So last week I found myself in a deep dark hole. Completely overwhelmed to the point where just getting through daily tasks of living was a tough ask. I couldn’t believe I was here – again. I’ve done so much over the last few years to avoid falling into this familiar hole. But nonetheless, I fell. Exhausted, emotionally strung out and unavailable to my family. And it got me thinking about my definition of success. Or rather, how I want to ‘redefine’ success.
By all accounts I shouldn’t have been in this position. Giving up my paid job has reduced my overwhelm and anxiety drastically… but clearly there’s still room for improvement! And redefining what success is will play a big part in avoiding future trips down this hole. To understand what I mean i’ll tell you a little bit about the events that led to me falling down said hole…
Last weekend I helped plan and run two reasonable sized events… that unfortunately coincided in the same weekend. In addition to this, it happened to be that time of the month when my hormones decide to slap my around for a bit. And then, to top things off, our youngest came down with a nasty case of croup, causing a sleepless night for the house in between the two events. Needless to say, come Monday I was a blithering mess, just shy of rocking in a corner.
Some of these things were simply out of my control. But yep, I’ve learned (or relearned) some lessons.
Plan more mindfully, say no more often!
And while both events were by anyone else’s definition ‘successful’, I sat in my dark hole, knowing that I’d failed, and that this was NOT success for me.
How could I call it successful when I was completely spent? When I had nothing left? How could I call it successful when I had nothing left for my young busy family. My two girls are busy learning and growing. I find this incredibly draining and magical all at once. Just this, being their mum doesn’t leave me much at the end of every day. It’s just the way my introverted soul is built. They need me and I had nothing left to give them.
I spent three days down that hole. It was horrid but when I finally clawed my way up and out, I brought some things with me;
A redefinition of success. I want my success to look like being connected with my family. I want success to be having time and energy to play with them. Success is caring about myself enough so I can care for my family. Success for me will often mean saying ‘no’ to many other things.

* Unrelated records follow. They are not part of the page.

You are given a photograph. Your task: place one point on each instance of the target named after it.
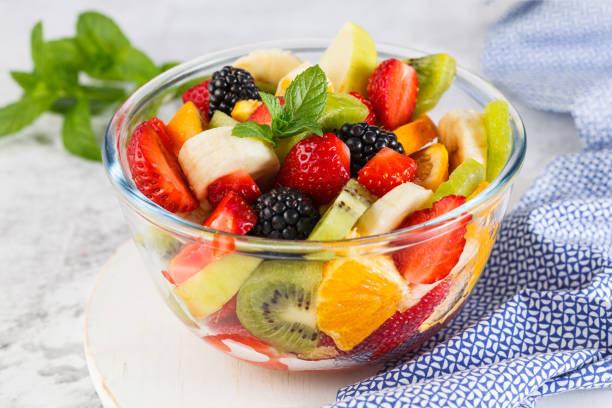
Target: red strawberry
(191, 259)
(239, 182)
(318, 166)
(432, 260)
(386, 170)
(371, 118)
(403, 325)
(233, 214)
(262, 115)
(393, 89)
(199, 96)
(156, 171)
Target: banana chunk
(215, 153)
(463, 134)
(388, 212)
(268, 65)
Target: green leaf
(26, 80)
(98, 35)
(255, 130)
(18, 115)
(57, 62)
(306, 96)
(297, 127)
(77, 134)
(272, 103)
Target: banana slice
(286, 80)
(463, 134)
(388, 212)
(268, 65)
(215, 153)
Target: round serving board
(140, 355)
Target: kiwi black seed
(276, 304)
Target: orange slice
(356, 296)
(432, 166)
(185, 124)
(416, 134)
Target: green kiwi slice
(435, 74)
(343, 213)
(277, 304)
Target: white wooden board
(140, 355)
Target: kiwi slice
(435, 74)
(277, 304)
(220, 119)
(343, 213)
(341, 109)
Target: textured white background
(59, 220)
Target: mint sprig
(78, 77)
(305, 101)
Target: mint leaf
(255, 130)
(100, 41)
(18, 115)
(272, 103)
(26, 80)
(56, 61)
(77, 134)
(306, 96)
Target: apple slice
(350, 59)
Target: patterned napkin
(539, 321)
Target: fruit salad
(331, 151)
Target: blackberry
(284, 213)
(228, 86)
(364, 141)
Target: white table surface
(59, 220)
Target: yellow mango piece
(243, 109)
(185, 124)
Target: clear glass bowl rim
(474, 85)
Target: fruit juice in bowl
(313, 206)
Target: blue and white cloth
(539, 321)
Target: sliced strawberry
(262, 115)
(233, 214)
(371, 118)
(403, 325)
(191, 259)
(318, 166)
(393, 89)
(156, 171)
(386, 170)
(199, 96)
(239, 182)
(433, 259)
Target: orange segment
(356, 296)
(416, 134)
(483, 184)
(244, 108)
(185, 124)
(432, 166)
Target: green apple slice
(208, 290)
(462, 181)
(350, 59)
(499, 137)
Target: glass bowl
(376, 330)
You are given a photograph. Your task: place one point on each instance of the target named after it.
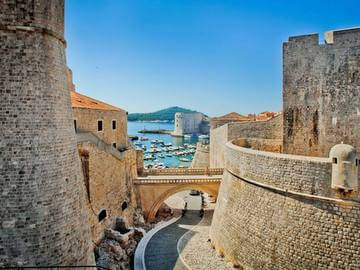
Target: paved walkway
(161, 252)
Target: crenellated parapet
(278, 211)
(43, 198)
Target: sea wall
(108, 179)
(269, 145)
(277, 211)
(87, 120)
(42, 216)
(202, 156)
(269, 129)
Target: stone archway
(153, 195)
(156, 205)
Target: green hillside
(163, 115)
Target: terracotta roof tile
(232, 116)
(81, 101)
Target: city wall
(108, 179)
(321, 84)
(87, 120)
(277, 211)
(269, 129)
(43, 204)
(202, 156)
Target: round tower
(43, 206)
(179, 124)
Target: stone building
(107, 122)
(190, 123)
(321, 92)
(286, 201)
(270, 131)
(232, 117)
(109, 163)
(43, 197)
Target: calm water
(134, 127)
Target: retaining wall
(202, 156)
(277, 211)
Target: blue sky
(214, 56)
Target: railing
(203, 147)
(179, 180)
(58, 267)
(176, 171)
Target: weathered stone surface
(321, 87)
(202, 156)
(109, 183)
(43, 205)
(87, 120)
(123, 239)
(121, 225)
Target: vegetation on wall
(162, 115)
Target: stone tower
(43, 213)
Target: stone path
(195, 249)
(161, 252)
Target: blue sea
(171, 162)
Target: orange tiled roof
(81, 101)
(232, 116)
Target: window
(102, 215)
(100, 127)
(124, 205)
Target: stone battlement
(330, 37)
(277, 211)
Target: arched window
(124, 205)
(102, 215)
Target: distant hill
(162, 115)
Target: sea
(171, 162)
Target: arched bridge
(155, 186)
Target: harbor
(161, 150)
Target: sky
(213, 56)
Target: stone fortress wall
(190, 123)
(108, 176)
(280, 211)
(202, 156)
(321, 92)
(87, 120)
(277, 211)
(269, 129)
(43, 198)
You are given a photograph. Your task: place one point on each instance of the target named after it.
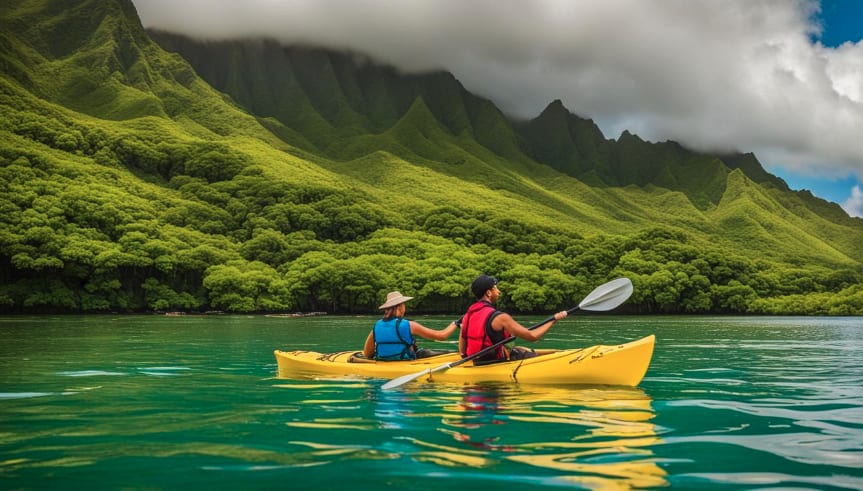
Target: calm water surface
(191, 402)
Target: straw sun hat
(393, 299)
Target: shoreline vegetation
(133, 180)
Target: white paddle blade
(607, 296)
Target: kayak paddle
(604, 297)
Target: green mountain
(249, 176)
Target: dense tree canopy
(236, 240)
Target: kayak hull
(622, 364)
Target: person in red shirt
(483, 325)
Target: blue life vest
(393, 340)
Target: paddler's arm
(507, 323)
(369, 347)
(422, 331)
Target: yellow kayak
(621, 364)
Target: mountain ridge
(302, 178)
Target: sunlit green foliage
(129, 184)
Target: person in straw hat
(393, 336)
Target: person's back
(393, 339)
(478, 333)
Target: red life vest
(478, 333)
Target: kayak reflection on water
(596, 437)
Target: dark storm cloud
(715, 75)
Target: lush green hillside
(288, 178)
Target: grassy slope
(114, 78)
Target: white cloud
(714, 75)
(854, 204)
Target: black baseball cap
(482, 284)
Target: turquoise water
(154, 402)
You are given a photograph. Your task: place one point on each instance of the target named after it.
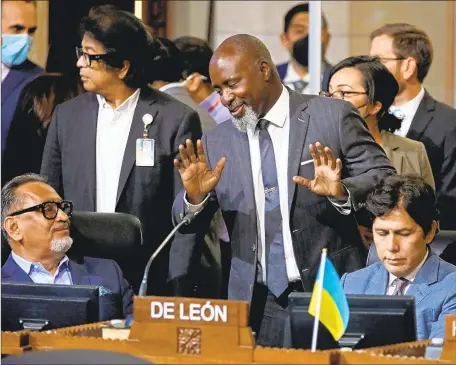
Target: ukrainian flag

Determination to continue on the journey to live more mindfully and to slow down. This trip down into overwhelm could have been a catalyst for giving up the journey. But I’m choosing to press on. Overcome vs. overwhelm!
A deeper understanding of myself and the needs I have as a highly sensitive introverted person. I HAVE to say no more often. It’s crucial to my mental health. And I have to say YES more often, to the things that are important to me.
Peace. It’s taken almost a week of reflection but I’m finally at peace with my recent trip down the hole of overwhelm. Sure it was painful, and for awhile I berated myself for taking the trip yet again. But I’m not perfect, and in order to continue to grow I have to be kind to myself and know that there’s always a tomorrow.
So, what’s next for the girl who is on lesson #223 in ‘how not to get overwhelmed’? Get back up on the horse and try again.
In between trying to tame our wild gardens this week i’ll be focusing on writing and hanging with the fam’. And that’s it. No coffee dates, no big ‘to do’ lists. This week I only have time to replenish and refill my cup.
I’d love to know… what overwhelms you? And how do you replenish and refill your cup?